This Is The End (R) ★★★★½

Review Date: June 8th, 2013

Many would have been at least marginally on board with 100 minutes of celebrity cameos and screwball humor. That's how This Is the End was being sold, unsurprisingly: on its endless array of one-note celebrity appearances and the sort of pithy, naturalistic one liners for which this gang of Apatowlets has become famous. Another drug- and pop culture-infused high stakes comic adventure? Why not? Pineapple Express was enough of a good time to keep M.I.A. periodically in our heads for the years to follow. But This Is the End would prove, from the very first second of its opening shot, to be nothing like its Rogen and Goldberg-helmed predecessor.

Okay, not nothing. It's still got plenty of drugs, pop culture, and nutty gags. But that's not what it's about. Yes, this movie is actually, very adamantly, about something. And it's fascinating.

We realize that we're in for something unexpected when the movie introduces itself with a wordless, understated vantage point of Seth Rogen waiting humbly and uncomfortably in a Los Angeles airport. No over-the-top antics or goofy fantastical foreshadowing thrust upon us en media res to set the mood: instead, we're anchored way, way down to Earth as Seth reunites with lifelong pal Jay Baruchel, who is in town for the weekend. The moments to follow their gleeful embrace have the pair celebrating one another and their time together... a glee cut short when Seth introduces the idea of attending a party at James Franco's mansion that night.

Here's where the conflict comes in. Not a conflict developed simply to inject some character weight into a story about the apocalypse, but the actual central conflict of the movie. This, as we learn from an extensive, detailed conversation about Jay's aversion to Seth's Hollywood gang (which includes Franco, Jonah Hill, and Craig Robinson), is a story about this group of friends. No, quite accesibly, the very nature of any group of friends.

Stuck in a house together after the apocalypse rains down upon the Earth (sinkholes and fires and good people ascending to heaven and demons and all that jazz, it's pretty heavy), Seth, Jay, Franco, Jonah, and Craig metaphorically exemplify the isolated structure of a social clique. Like your high school group, your college house, your work cronies, or the bunch of kids you met on Birthright, this group is an island. And in this self-contained society, no matter how sure of itself that it might be, there are inevitably going to be rifts.

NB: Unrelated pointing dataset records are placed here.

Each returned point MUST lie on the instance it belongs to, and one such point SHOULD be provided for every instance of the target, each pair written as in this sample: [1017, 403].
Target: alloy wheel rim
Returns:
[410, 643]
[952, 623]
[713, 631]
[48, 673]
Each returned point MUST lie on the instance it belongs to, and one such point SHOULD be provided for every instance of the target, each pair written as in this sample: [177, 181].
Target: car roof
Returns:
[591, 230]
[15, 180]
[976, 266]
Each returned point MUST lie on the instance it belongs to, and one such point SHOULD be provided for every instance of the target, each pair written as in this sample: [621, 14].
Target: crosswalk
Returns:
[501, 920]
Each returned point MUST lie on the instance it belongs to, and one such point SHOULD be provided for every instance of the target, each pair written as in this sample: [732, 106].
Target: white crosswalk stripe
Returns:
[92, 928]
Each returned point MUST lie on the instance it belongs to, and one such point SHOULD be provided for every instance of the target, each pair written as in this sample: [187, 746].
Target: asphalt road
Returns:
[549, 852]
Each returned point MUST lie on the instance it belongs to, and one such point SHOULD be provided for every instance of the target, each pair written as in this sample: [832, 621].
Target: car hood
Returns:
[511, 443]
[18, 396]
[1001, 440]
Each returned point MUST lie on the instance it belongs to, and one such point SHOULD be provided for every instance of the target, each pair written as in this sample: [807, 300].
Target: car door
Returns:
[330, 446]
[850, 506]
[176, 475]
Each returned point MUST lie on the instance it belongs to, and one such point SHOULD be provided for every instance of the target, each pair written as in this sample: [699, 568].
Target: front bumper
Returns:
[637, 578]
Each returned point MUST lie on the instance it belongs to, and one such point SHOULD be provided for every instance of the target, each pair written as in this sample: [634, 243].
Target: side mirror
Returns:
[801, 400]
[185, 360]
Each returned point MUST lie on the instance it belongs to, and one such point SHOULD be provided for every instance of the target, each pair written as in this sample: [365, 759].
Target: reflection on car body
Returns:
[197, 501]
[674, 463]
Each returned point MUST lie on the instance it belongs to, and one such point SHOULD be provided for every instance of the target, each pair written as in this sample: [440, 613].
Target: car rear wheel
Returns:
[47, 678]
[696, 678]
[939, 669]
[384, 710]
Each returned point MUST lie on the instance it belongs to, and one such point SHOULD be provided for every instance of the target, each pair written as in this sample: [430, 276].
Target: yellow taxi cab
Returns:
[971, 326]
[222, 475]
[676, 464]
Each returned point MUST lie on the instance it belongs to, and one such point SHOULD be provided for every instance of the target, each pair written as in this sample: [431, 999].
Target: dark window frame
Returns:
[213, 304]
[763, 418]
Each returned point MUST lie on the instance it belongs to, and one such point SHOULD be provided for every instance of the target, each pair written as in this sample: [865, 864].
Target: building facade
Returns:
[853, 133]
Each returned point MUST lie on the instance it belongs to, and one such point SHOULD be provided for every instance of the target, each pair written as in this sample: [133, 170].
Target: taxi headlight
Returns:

Feelings of imbalance, losing touch, in-group fighting, and that one friend that nobody likes or trusts (embodied here by a scene-stealing Danny McBride, who shows up midway through the adventure to hike up the chaos) are all issues painted quite vividly by This Is the End, using the apocalyptic backdrop to represent the world-ending turmoils that accompany any cherished friend group. And, of course, using the brand of comedy for which these guys are known to make the story all that more engaging. While any one of us might have thought, ''Man, I'd love to write a movie about my group of friends,'' the thought always comes with a heavy-hearted realization that few people outside your group of friends would actually care all that much about them. But Rogen has the luxury of people very much caring about his friends. And so, they're the perfect gang through which this story might be told.

At the heart of the movie is Seth's relationship with Jay, the odd man out of the Hollywood clique, feeling overwhelmed by the eccentric Franco, intimidated by relative stranger Craig, and fully contemptuous in regards to the phony he considers Jonah to be. Seth, the group favorite, deals with the fissures, undertaking his own anxieties as the people around him turn on one another. Odds are, you've been someone in this situation. Odds are, one of the groups through which you've traversed have seen this type of calamity. Although we might consider our social circles to be entirely self-sustaining (as Franco assures the lot that they are, calling for everyone to stay put in his L.A. home), they are the most delicate things we have.

Delivered with a shocking amount of substance and enough of that beloved brand of Rogen-and-the-gang comedy to keep things lively and fun throughout, This Is the End tells a sociological story that even puts the friendship arcs of Superbad and Pineapple Express to shame. The sinkholes, demons, and lack of food light a fire under the central fivesome here. But as their friendships appear to be the whole world to these men, the crumbling of these friendships are the real apocalypse.